Yes, the Super Bowl will be coming to the new Raiders stadium in Las Vegas -- maybe as early as 2023. Photo credit: Daniel Clark/LVSportsBiz.com

Three Super Bowl 52 Takeaways (And Yes, A Super Bowl Will Come To Las Vegas One Day)

By ALAN SNEL

LVSportsBiz.com

 

One: You won’t be see TV reporters at Super Bowls sporting the Michelin Man look in puffy parkas, ski caps and ski gloves for at least five years.

 

Minneapolis did a wonderful job hosting Super Bowl 52.

 

But seven-degree temps reduced the outdoor fun to activities such as car racers Dale Earnhardt, Jr. (making his NBC Sports broadcasting debut), Martin Truex, Jr. and Team Penske driver Ryan Blaney hopping on snow tubes and zipping down a snow-covered slide in Minneapolis.

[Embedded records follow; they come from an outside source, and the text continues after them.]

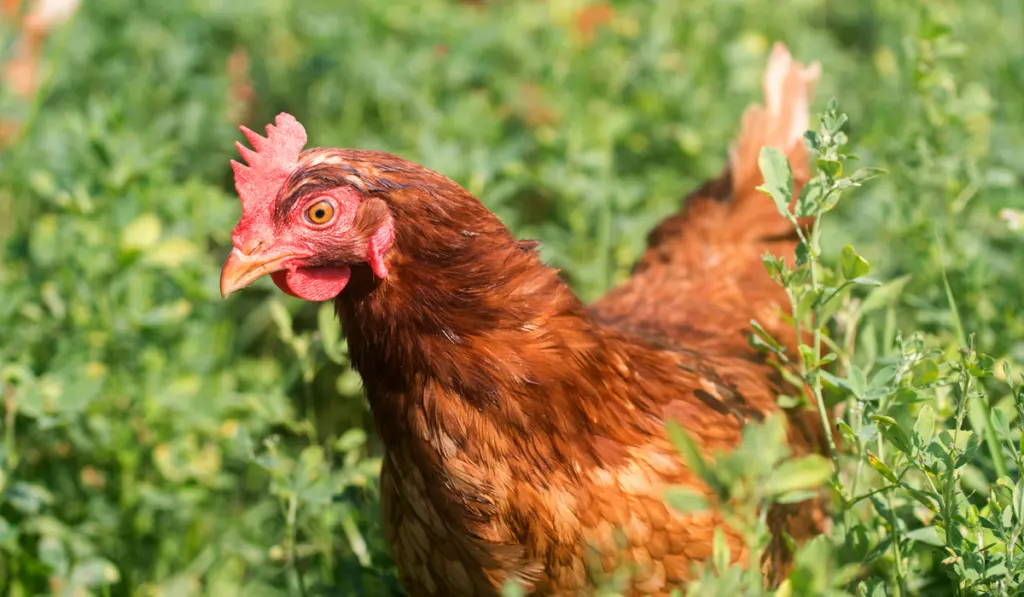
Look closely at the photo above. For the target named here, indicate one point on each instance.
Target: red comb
(269, 166)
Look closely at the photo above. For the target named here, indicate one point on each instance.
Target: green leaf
(927, 372)
(801, 473)
(765, 338)
(927, 535)
(862, 175)
(894, 433)
(685, 500)
(882, 467)
(94, 572)
(924, 428)
(778, 178)
(142, 232)
(852, 264)
(807, 204)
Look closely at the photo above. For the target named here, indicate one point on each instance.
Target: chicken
(525, 431)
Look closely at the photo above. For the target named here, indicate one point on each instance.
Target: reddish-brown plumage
(524, 430)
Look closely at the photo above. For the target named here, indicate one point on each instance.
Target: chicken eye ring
(321, 212)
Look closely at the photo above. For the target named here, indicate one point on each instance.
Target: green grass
(157, 440)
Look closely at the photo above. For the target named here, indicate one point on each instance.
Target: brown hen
(524, 431)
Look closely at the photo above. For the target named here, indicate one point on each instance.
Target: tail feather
(780, 123)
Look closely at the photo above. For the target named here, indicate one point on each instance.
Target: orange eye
(321, 213)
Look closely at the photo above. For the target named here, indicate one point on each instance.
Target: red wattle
(312, 284)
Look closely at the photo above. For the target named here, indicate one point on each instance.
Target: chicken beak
(240, 269)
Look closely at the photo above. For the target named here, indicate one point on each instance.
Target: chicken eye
(321, 213)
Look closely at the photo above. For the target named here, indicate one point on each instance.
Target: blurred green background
(157, 440)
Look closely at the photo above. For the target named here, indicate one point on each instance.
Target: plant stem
(816, 380)
(897, 554)
(293, 550)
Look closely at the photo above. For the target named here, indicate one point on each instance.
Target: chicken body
(524, 431)
(531, 444)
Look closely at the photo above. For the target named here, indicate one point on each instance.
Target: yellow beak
(240, 269)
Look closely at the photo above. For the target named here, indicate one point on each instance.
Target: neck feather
(472, 334)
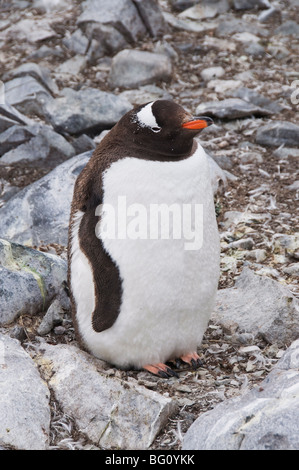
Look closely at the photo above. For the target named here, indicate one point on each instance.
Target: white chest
(169, 269)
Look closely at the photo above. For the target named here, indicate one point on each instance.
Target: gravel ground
(230, 363)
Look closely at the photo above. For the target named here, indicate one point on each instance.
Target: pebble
(211, 73)
(132, 68)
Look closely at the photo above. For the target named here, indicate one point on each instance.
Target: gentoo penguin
(141, 293)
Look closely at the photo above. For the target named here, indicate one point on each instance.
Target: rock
(41, 74)
(189, 25)
(261, 306)
(294, 186)
(24, 400)
(212, 72)
(288, 28)
(72, 66)
(292, 270)
(286, 153)
(250, 4)
(229, 26)
(204, 11)
(131, 68)
(84, 111)
(7, 190)
(27, 95)
(47, 6)
(76, 42)
(269, 14)
(179, 5)
(151, 15)
(254, 49)
(31, 30)
(51, 319)
(278, 133)
(252, 96)
(121, 15)
(224, 86)
(14, 136)
(29, 280)
(13, 116)
(46, 148)
(246, 37)
(115, 413)
(40, 212)
(264, 418)
(232, 218)
(230, 108)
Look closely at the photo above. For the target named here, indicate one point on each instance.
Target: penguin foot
(192, 359)
(161, 370)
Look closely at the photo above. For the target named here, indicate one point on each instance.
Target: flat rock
(264, 418)
(31, 30)
(133, 68)
(231, 108)
(122, 15)
(14, 136)
(45, 147)
(29, 280)
(250, 4)
(152, 17)
(27, 94)
(278, 133)
(232, 25)
(84, 111)
(211, 73)
(261, 306)
(24, 400)
(40, 212)
(252, 96)
(41, 74)
(117, 414)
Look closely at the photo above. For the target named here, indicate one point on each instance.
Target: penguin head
(164, 127)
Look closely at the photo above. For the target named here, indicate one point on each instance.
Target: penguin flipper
(107, 282)
(161, 370)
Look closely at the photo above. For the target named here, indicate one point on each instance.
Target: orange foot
(161, 370)
(192, 359)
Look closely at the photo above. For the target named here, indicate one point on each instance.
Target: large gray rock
(41, 74)
(261, 306)
(89, 109)
(29, 280)
(122, 15)
(231, 108)
(131, 68)
(133, 19)
(24, 400)
(250, 4)
(45, 147)
(112, 413)
(14, 136)
(27, 94)
(265, 418)
(40, 212)
(278, 133)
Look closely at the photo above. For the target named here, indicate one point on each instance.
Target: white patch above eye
(146, 118)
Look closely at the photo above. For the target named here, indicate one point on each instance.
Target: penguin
(141, 293)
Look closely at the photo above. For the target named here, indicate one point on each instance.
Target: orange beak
(198, 123)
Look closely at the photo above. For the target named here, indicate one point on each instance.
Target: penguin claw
(161, 370)
(192, 359)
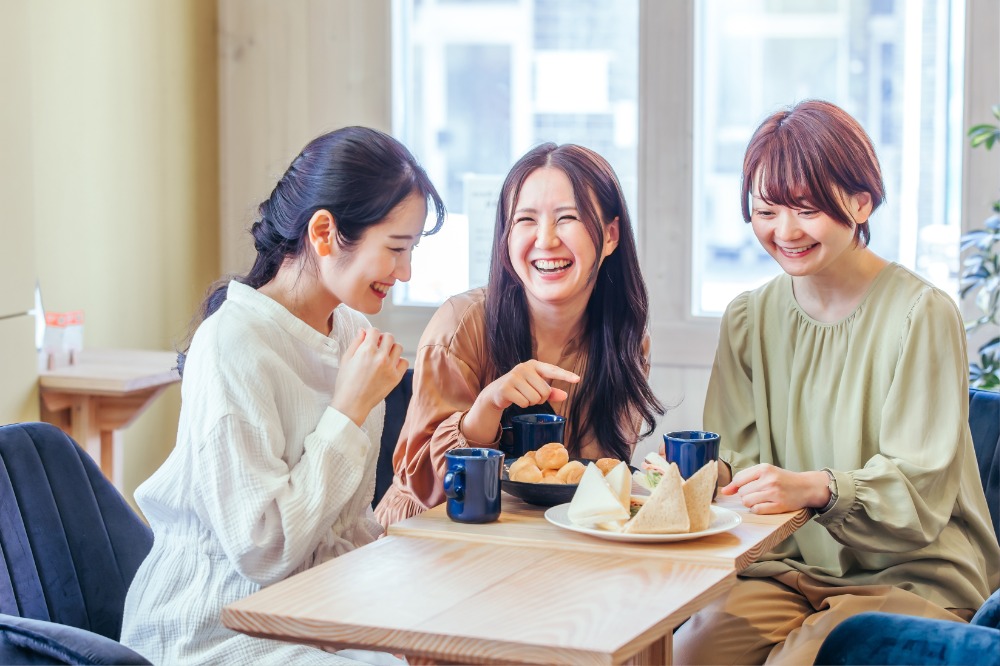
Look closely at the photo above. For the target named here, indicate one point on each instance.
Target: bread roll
(551, 456)
(607, 464)
(524, 470)
(571, 472)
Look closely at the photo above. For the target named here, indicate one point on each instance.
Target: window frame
(665, 162)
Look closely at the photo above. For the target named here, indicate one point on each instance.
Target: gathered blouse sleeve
(269, 516)
(904, 495)
(447, 379)
(729, 403)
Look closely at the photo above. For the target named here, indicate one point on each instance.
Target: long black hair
(357, 174)
(613, 392)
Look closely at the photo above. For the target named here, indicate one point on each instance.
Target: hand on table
(526, 384)
(369, 369)
(765, 488)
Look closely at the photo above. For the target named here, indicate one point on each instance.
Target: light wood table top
(515, 590)
(524, 525)
(112, 372)
(458, 601)
(104, 391)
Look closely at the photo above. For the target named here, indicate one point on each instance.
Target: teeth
(551, 264)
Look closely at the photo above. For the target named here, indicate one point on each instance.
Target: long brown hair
(613, 392)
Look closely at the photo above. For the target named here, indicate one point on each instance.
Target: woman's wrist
(477, 426)
(827, 491)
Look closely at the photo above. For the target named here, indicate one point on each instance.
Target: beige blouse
(881, 399)
(451, 370)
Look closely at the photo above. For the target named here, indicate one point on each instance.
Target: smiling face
(550, 244)
(806, 241)
(360, 277)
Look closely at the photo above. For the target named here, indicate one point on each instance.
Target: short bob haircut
(813, 155)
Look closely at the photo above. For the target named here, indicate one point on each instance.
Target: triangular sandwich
(698, 492)
(594, 502)
(664, 512)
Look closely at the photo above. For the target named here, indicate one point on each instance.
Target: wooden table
(101, 393)
(517, 590)
(523, 524)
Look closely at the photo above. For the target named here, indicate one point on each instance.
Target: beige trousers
(784, 620)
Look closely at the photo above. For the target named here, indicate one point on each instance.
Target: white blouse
(266, 480)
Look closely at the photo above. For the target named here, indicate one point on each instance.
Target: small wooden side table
(104, 391)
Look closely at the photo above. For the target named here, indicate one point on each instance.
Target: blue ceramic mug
(472, 484)
(690, 449)
(532, 431)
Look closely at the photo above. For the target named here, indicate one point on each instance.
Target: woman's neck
(835, 294)
(303, 296)
(553, 327)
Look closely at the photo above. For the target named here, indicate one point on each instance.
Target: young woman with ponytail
(282, 404)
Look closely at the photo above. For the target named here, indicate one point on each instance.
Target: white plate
(723, 520)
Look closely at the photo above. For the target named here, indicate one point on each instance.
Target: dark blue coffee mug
(532, 431)
(472, 484)
(690, 449)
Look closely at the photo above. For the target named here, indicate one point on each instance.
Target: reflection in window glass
(479, 82)
(890, 63)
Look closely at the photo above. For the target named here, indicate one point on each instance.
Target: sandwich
(674, 506)
(665, 510)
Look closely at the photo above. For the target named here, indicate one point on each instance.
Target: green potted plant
(981, 276)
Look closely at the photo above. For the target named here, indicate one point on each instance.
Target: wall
(124, 108)
(288, 72)
(18, 368)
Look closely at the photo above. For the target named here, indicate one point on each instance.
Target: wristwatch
(832, 486)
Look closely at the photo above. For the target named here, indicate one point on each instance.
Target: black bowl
(541, 494)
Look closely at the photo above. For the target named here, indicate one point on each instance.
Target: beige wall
(289, 71)
(125, 184)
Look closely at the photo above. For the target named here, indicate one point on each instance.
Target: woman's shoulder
(459, 326)
(900, 291)
(347, 322)
(457, 314)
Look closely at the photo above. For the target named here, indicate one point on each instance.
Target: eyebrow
(558, 209)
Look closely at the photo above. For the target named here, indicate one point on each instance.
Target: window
(477, 83)
(887, 62)
(670, 92)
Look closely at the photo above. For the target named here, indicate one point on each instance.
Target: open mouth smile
(796, 251)
(550, 266)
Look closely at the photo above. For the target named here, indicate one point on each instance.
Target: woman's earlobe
(322, 232)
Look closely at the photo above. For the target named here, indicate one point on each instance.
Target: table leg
(658, 652)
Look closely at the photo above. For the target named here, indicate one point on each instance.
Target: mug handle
(454, 482)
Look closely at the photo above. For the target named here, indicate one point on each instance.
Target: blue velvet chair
(69, 548)
(888, 638)
(396, 404)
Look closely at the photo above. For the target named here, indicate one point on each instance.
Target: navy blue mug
(691, 450)
(472, 484)
(532, 431)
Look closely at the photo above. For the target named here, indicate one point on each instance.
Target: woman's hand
(526, 384)
(369, 369)
(766, 488)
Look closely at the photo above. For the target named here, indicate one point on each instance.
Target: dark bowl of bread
(548, 476)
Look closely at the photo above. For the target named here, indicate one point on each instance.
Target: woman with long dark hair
(282, 404)
(560, 327)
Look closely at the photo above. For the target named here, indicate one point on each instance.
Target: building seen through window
(479, 82)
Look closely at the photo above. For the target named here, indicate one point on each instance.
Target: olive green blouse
(880, 398)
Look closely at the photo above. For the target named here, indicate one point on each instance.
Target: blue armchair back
(69, 542)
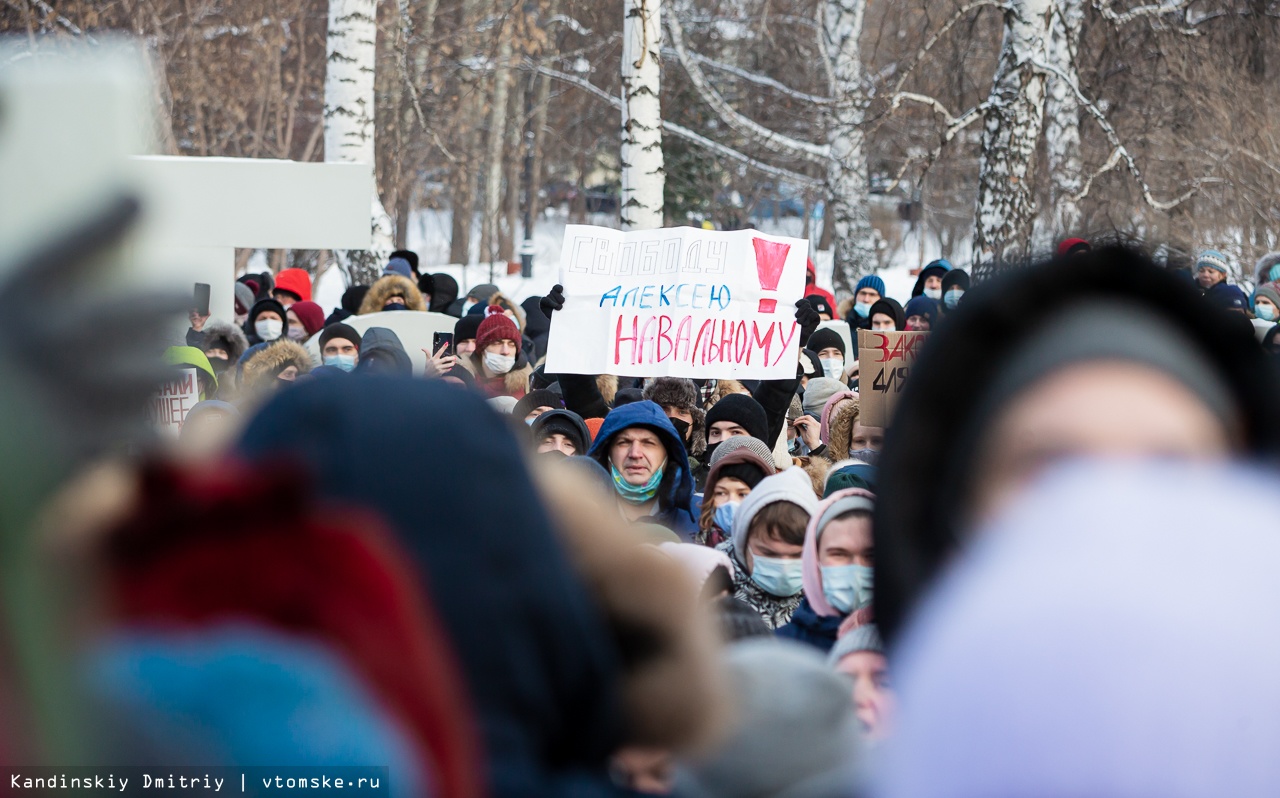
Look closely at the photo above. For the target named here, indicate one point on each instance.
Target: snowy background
(429, 237)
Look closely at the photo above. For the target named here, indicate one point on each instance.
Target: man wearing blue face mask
(339, 346)
(647, 461)
(766, 545)
(837, 566)
(869, 291)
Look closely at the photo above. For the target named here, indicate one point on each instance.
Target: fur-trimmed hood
(263, 368)
(941, 410)
(389, 286)
(225, 336)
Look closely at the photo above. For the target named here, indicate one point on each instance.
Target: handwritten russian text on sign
(169, 407)
(885, 361)
(677, 302)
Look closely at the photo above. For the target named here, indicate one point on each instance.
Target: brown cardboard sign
(885, 361)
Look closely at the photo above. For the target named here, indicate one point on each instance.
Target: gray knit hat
(789, 486)
(737, 442)
(818, 391)
(863, 638)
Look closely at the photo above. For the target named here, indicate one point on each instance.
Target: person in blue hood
(382, 352)
(647, 461)
(540, 669)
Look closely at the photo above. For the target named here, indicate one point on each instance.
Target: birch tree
(1063, 122)
(842, 156)
(348, 119)
(848, 181)
(643, 176)
(1013, 122)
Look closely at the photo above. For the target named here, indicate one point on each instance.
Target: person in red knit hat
(292, 286)
(305, 320)
(497, 361)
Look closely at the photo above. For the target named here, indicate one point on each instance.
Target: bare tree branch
(759, 80)
(1106, 167)
(771, 140)
(1120, 150)
(928, 45)
(682, 132)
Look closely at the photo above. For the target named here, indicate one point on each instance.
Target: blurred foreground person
(538, 660)
(248, 625)
(1119, 360)
(1096, 642)
(839, 564)
(647, 460)
(671, 687)
(794, 733)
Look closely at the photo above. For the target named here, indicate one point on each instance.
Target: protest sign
(677, 302)
(169, 407)
(885, 361)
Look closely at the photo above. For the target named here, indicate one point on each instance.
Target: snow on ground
(430, 229)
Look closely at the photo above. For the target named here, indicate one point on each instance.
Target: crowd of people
(501, 580)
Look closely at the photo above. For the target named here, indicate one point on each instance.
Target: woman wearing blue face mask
(766, 545)
(736, 468)
(955, 283)
(837, 565)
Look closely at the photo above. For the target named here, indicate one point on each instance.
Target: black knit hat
(626, 396)
(408, 255)
(466, 328)
(533, 400)
(339, 331)
(744, 411)
(824, 338)
(565, 423)
(353, 297)
(672, 392)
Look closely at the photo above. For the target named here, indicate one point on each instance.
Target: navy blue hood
(649, 415)
(448, 477)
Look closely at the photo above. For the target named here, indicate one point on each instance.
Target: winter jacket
(513, 383)
(538, 660)
(263, 368)
(808, 627)
(268, 304)
(935, 427)
(773, 611)
(676, 493)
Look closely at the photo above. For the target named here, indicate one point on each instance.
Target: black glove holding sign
(553, 301)
(807, 318)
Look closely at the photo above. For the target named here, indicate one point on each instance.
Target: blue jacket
(676, 495)
(808, 627)
(543, 678)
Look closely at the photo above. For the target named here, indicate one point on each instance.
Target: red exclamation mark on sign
(769, 259)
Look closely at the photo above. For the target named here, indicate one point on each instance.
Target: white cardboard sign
(169, 407)
(677, 302)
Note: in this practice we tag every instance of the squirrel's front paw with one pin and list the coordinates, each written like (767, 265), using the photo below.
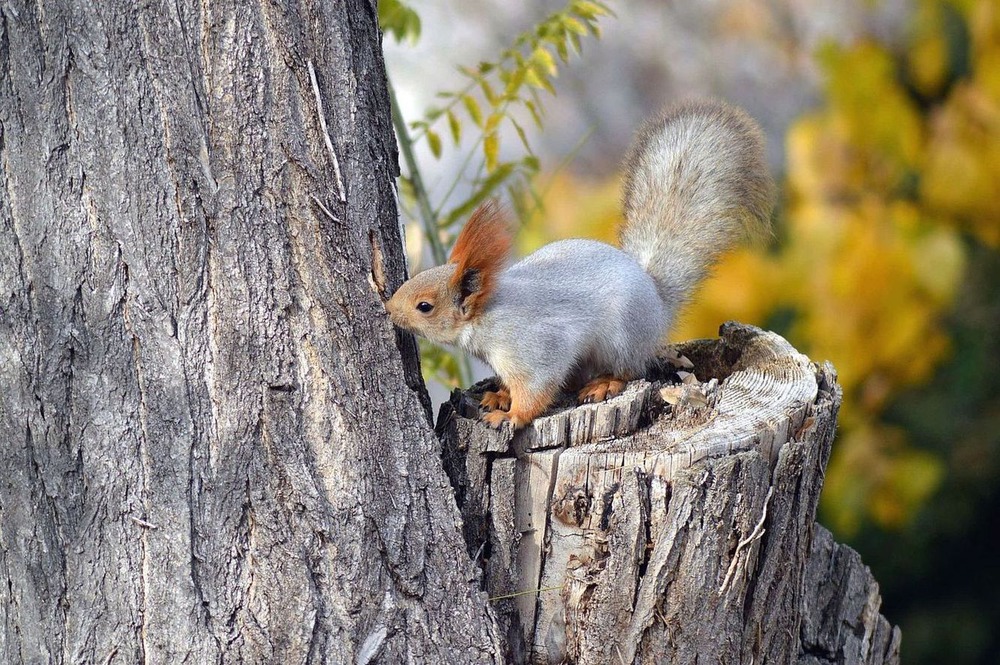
(496, 419)
(493, 401)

Dale Junior made his NBC Sports debut at Super Bowl 52.

 

Frigid conditions will not be an issue for the next four Super Bowls because Super Bowl 53 will be at Mercedes-Benz Stadium in Atlanta in 2019; Super Bowl 54 will be at Hard Rock Stadium in suburban Miami in 2020; Super Bowl 55 will be at Raymond James Stadium in Tampa in 2021; and Super Bowl 56 will be at the Rams and Chargers stadium in Los Angeles in 2022.

 

LVSportsBiz.com predicts Super Bowl 57 in 2023 will be at the Raiders stadium here in Las Vegas. The NFL has a track record of awarding Super Bowls to communities that fork over public dollars for NFL stadiums and Las Vegas is an ideal event host setting. Las Vegas specializes in one-off big events with its 150,000 hotel rooms and the Strip provides the Super Bowl week entertainment horsepower.

 

Raiders President Marc Badain has already applied for a Super Bowl for the $1.8 billion, 65,000-seat domed building on 62 acres on the west side if I-15, across the interstate from Mandalay Bay and bounded by Russell Road and Polaris Avenue.

 

Super Bowl will be coming on Las Vegas — bet on it.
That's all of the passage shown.